Die Christenverfolgung unter Diokletian PDF

Diokletian leitete Reformen ein, durch die das Römische Reich die Reichskrise des 3. Jahrhunderts endgültig überwand und die Zeit der Die Christenverfolgung unter Diokletian PDF beendet wurde. Die wichtigsten Reformen wurden im Bereich der Verwaltung durchgeführt, darunter eine umfangreiche Reform des Provinzialwesens.

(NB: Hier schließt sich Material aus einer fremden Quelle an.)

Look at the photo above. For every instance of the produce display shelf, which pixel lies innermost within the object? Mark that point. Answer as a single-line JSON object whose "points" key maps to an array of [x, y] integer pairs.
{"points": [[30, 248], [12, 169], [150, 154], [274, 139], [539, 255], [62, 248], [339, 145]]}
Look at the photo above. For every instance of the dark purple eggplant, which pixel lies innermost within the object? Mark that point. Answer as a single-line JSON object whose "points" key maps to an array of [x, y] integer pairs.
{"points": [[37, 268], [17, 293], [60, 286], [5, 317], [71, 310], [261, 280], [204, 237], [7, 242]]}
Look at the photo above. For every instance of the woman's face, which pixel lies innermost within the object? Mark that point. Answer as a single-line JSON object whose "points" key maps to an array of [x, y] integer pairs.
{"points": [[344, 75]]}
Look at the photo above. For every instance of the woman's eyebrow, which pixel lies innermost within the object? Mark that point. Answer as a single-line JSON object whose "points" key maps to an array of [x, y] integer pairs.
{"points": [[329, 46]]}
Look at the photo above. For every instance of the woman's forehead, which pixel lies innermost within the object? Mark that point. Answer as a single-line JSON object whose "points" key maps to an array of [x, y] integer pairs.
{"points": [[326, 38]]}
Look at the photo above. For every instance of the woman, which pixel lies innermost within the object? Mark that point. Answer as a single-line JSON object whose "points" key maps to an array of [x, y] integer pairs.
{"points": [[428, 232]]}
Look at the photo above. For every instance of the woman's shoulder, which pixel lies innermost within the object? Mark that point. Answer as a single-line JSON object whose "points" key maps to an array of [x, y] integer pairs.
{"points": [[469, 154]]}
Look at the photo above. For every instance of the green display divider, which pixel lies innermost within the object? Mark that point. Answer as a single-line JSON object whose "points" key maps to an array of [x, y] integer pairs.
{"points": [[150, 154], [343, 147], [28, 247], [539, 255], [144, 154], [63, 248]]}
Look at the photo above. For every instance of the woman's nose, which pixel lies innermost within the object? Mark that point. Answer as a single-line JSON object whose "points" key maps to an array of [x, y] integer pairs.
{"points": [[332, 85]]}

Författare: Christian Lübke.

Studienarbeit aus dem Jahr 2005 im Fachbereich Geschichte – Weltgeschichte – Frühgeschichte, Antike, Note: 1, Johann Wolfgang Goethe-Universität Frankfurt am Main, Veranstaltung: Einführung in das Christentum, 10 Quellen im Literaturverzeichnis, Sprache: Deutsch, Abstract: Fünfzig Jahre vor dem Regierungsantritt Diokletians war das römische Reich durch äußere und innere Spannungen destabilisiert worden. Im März 235 begann mit der Ermordung des letzten Kaisers aus der Severer Dynastie, Severus Alexander, die Zeit der Soldatenkaiser. Das Imperium kämpfte am Rhein gegen die Franken und Alamannen, an der Donau gegen die Goten und Carpen und am Euphrat gegen die persischen Sassaniden. Im Inneren dagegen kämpften nach und nach siebzig Kandidaten um den kaiserlichen Purpur. Viele Kaiser unterlagen den Feinden oder wurden Opfer von Attentaten. Auch eine hohe Geldentwertung schwächte die römische Wirtschaft. Der andauernde Bürgerkrieg kostete einem Kaiser nach dem anderen das Leben und verhinderte somit eine dauerhafte Stabilisierung. Erst die Ernennung Diokletians im November 284 brachte eine Wende in der Krise des dritten Jahrhunderts.1 Im Jahre 286 proklamierte er Maximianus zum Augustus, also zu seinem Mitkaiser und 293 wurde das Reich durch die Einführung der Tetrarchie, der Viererherrschaft, mit den Caesaren Constantius und Chlorus, neu geordnet.2 Aufgrund der Verschärfung des altrömischen Reformkurses und der Förderung des Staatskultes führte seine Politik zur letzten großen Christenverfolgung, die schon 299 n. Chr. mit der Säuberung des Heeres und des Hofes begann und schließlich in den vier Edikten aus den Jahren 303/304 gipfelte und erst durch das Toleranzedikt des Galerius vom 30. April 311 ein Ende fand. 1 Vgl. Alexander Demandt, Diokletian als Reformer, in: Diokletian und die Tetrarchie, Berlin 2004, S. 1 2 Vgl. Clauss Manfred, Einführung in die alte Geschichte, München1993, S. 156

Mit der Regierungszeit Diokletians verbindet die althistorische Forschung traditionell einen tiefen Einschnitt: Die Epoche des Prinzipats endet und die Spätantike setzt ein. November 284 in Nikomedia zum römischen Kaiser ausrief, nachdem Kaiser Numerian auf rätselhafte Weise den Tod gefunden hatte. Karte des Römischen Reichs zur Zeit der ersten Tetrarchie, ab 293 n. Das Römische Reich war im 3. Die außenpolitische Lage war, trotz der Erfolge Aurelians, noch immer bedenklich, zumal ein Herrscher alleine unmöglich an allen Brennpunkten gleichzeitig sein konnte. Kameraden Maximian zum Caesar, am 1.

Maximian sollte im Westen herrschen, während Diokletian den Osten regierte. 293 wurden zwei Caesares als Unterkaiser ernannt: Constantius Chlorus für den Westen, Galerius für den Osten. Beide wurden von den Augusti adoptiert, Galerius zudem mit Diokletians Tochter Galeria Valeria verheiratet. Galerius ging schließlich gegen das neupersische Sassanidenreich vor, den großen Gegner Roms im Osten. Während Galerius gegen die Sassaniden kämpfte, konnte Diokletian eine Erhebung in Ägypten niederschlagen. Anführer dieser Rebellion waren Lucius Domitius Domitianus und ein Mann namens Achilleus.